L’Uruguay ha depenalizzato l’aborto

Era considerato un crimine, come in quasi tutta l'America Latina, ora potrà essere eseguito, ma ad alcune condizioni

di Giulia Siviero - @glsiviero

Pro abortion activists demonstrate in front of the Uruguayan congress in Montevideo, Uruguay, Tuesday, Sept. 25, 2012. Uruguay’s congress appeared ready on Tuesday to legalize abortion, a groundbreaking move in Latin America, where no country save Cuba has made abortions accessible to all women during the first trimester of pregnancy. The sign reads in Spanish “legal abortion.” (AP Photo/Matilde Campodonico)
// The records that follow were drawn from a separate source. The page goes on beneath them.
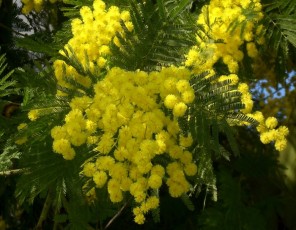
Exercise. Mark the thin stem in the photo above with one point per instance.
(11, 172)
(45, 210)
(115, 216)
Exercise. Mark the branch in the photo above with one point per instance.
(45, 210)
(11, 30)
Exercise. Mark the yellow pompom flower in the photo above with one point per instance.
(183, 85)
(190, 169)
(271, 122)
(89, 169)
(100, 178)
(280, 144)
(188, 96)
(33, 115)
(139, 218)
(154, 181)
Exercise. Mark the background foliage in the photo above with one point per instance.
(253, 188)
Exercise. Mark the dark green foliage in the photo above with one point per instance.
(161, 36)
(281, 35)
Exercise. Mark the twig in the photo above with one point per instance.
(45, 210)
(11, 172)
(11, 30)
(115, 216)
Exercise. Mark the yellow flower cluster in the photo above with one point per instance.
(35, 5)
(92, 48)
(126, 124)
(227, 25)
(268, 131)
(23, 139)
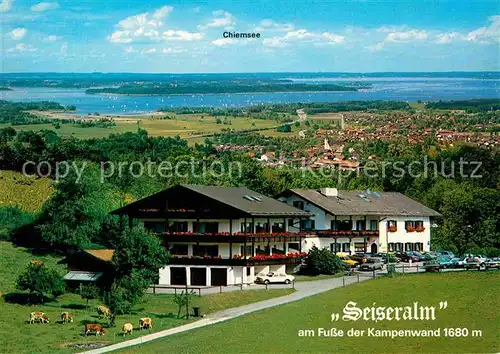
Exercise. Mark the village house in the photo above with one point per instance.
(221, 235)
(362, 221)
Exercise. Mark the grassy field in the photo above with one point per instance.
(27, 193)
(472, 299)
(186, 126)
(16, 336)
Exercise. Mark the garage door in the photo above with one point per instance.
(218, 276)
(177, 275)
(198, 276)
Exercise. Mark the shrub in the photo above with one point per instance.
(321, 261)
(41, 280)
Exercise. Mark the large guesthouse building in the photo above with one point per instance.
(227, 235)
(352, 221)
(221, 235)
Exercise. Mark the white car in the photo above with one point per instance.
(273, 277)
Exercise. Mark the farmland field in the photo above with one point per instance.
(472, 303)
(16, 336)
(27, 193)
(185, 126)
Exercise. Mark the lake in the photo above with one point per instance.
(410, 89)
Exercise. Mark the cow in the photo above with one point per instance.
(38, 317)
(93, 327)
(127, 328)
(145, 322)
(103, 311)
(66, 317)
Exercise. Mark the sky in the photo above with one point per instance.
(295, 36)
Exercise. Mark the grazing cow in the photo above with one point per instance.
(66, 317)
(93, 327)
(127, 328)
(145, 322)
(103, 311)
(38, 317)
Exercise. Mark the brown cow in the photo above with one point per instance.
(103, 311)
(127, 328)
(38, 317)
(66, 317)
(93, 327)
(145, 322)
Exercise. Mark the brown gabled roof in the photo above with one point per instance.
(105, 255)
(356, 202)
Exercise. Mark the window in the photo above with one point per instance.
(392, 225)
(206, 250)
(246, 228)
(307, 224)
(179, 226)
(293, 247)
(205, 227)
(249, 250)
(336, 247)
(413, 225)
(155, 226)
(359, 247)
(298, 204)
(179, 250)
(341, 225)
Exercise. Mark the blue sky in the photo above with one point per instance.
(186, 36)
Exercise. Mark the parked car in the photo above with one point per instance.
(372, 264)
(344, 258)
(475, 262)
(359, 257)
(438, 263)
(273, 277)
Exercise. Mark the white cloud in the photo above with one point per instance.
(149, 27)
(488, 34)
(6, 5)
(182, 35)
(21, 47)
(148, 51)
(173, 50)
(270, 25)
(52, 38)
(407, 36)
(18, 33)
(222, 42)
(398, 37)
(45, 6)
(443, 38)
(222, 19)
(303, 35)
(333, 38)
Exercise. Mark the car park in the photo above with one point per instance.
(372, 264)
(273, 277)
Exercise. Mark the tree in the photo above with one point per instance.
(88, 292)
(41, 280)
(321, 261)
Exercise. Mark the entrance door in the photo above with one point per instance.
(198, 276)
(218, 276)
(177, 275)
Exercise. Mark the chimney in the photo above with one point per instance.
(330, 192)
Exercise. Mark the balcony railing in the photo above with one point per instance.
(347, 233)
(295, 258)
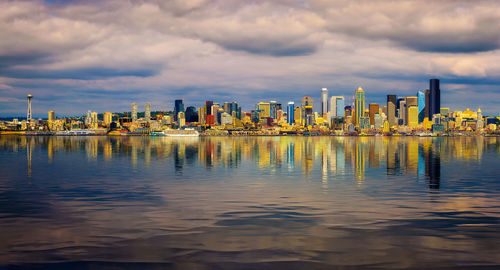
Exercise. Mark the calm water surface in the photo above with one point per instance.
(249, 203)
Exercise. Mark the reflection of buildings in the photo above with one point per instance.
(329, 156)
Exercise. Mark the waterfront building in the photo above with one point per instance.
(427, 109)
(359, 105)
(413, 116)
(51, 116)
(445, 112)
(307, 111)
(264, 108)
(290, 113)
(391, 109)
(435, 97)
(324, 101)
(226, 119)
(107, 118)
(297, 115)
(273, 109)
(178, 107)
(134, 112)
(202, 116)
(147, 111)
(378, 121)
(402, 112)
(93, 117)
(373, 108)
(421, 105)
(191, 115)
(181, 118)
(410, 101)
(28, 116)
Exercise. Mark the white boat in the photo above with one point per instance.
(188, 132)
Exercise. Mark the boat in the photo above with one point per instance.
(188, 132)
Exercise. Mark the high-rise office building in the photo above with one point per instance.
(324, 101)
(410, 101)
(273, 109)
(52, 116)
(178, 107)
(93, 117)
(134, 112)
(181, 119)
(427, 109)
(209, 105)
(402, 112)
(147, 111)
(421, 106)
(359, 105)
(336, 106)
(107, 118)
(264, 108)
(191, 114)
(412, 116)
(307, 111)
(28, 116)
(290, 110)
(435, 99)
(373, 108)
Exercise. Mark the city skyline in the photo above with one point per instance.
(74, 56)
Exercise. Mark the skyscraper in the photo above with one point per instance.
(191, 114)
(134, 112)
(264, 108)
(147, 111)
(373, 108)
(52, 116)
(336, 106)
(290, 113)
(359, 105)
(421, 105)
(178, 107)
(435, 99)
(410, 101)
(324, 101)
(307, 111)
(28, 117)
(428, 113)
(107, 118)
(339, 106)
(273, 109)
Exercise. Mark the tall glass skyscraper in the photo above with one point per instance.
(179, 107)
(290, 109)
(421, 105)
(339, 104)
(435, 97)
(359, 105)
(324, 101)
(391, 109)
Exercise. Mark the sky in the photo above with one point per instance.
(100, 55)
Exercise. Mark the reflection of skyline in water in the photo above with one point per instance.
(330, 155)
(314, 201)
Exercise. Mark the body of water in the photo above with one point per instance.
(249, 203)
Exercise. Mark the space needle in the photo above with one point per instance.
(28, 117)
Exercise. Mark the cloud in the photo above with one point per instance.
(428, 26)
(157, 51)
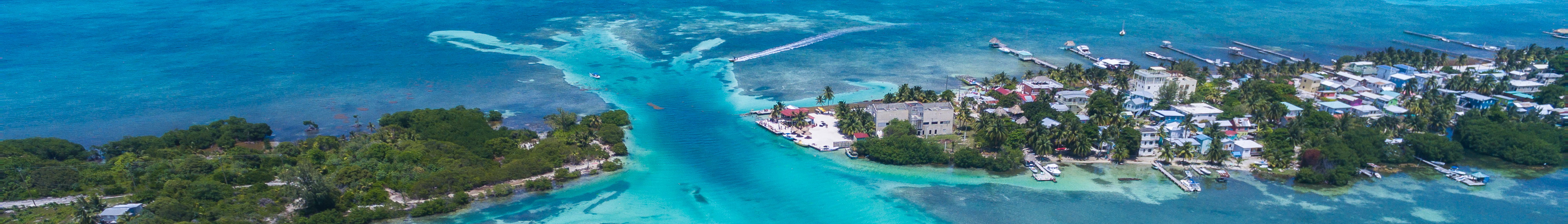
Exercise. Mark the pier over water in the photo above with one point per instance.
(808, 41)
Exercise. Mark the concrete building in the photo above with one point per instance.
(1310, 82)
(1525, 87)
(1198, 112)
(1150, 143)
(1246, 148)
(1039, 85)
(115, 214)
(927, 118)
(1149, 81)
Pro abortion activists demonstrate in front of the Uruguayan congress in Montevideo, Uruguay, Tuesday, Sept. 25, 2012. Uruguay’s congress appeared ready on Tuesday to legalize abortion, a groundbreaking move in Latin America, where no country save Cuba has made abortions accessible to all women during the first trimester of pregnancy. The sign reads in Spanish “legal abortion.” (AP Photo/Matilde Campodonico)

Dopo la Camera Bassa, anche il Senato dell’Uruguay ha approvato una legge che depenalizza l’interruzione volontaria di gravidanza. La norma è stata approvata in seguito a oltre nove ore di discussione con 17 voti a favore e 14 contrari, con il sostegno del Frente Amplio (FA, partito di sinistra al governo) e un solo voto dell’opposizione (Partido Nacional).
 Ora manca la firma del presidente Jose Mujica che, pur essendo personalmente contrario, ha già dichiarato di non voler porre il veto alla riforma, come fece il suo predecessore Tabaré Vazquez, primo presidente socialista del Paese.

Nel 2008 Vazquez, con l’appoggio dell’allora ministro della salute María Julia Muñoz, pose il veto per “motivi biologici e filosofici” a un disegno di legge che legalizzava l’aborto già approvato dal Senato. Prima del 2008 e a partire dalla fine della dittatura nel 1985 sono stati presentati in Parlamento sei progetti di legge per la depenalizzazione dell’aborto grazie soprattutto al lavoro delle organizzazioni femminili e femministe molto attive nel Paese.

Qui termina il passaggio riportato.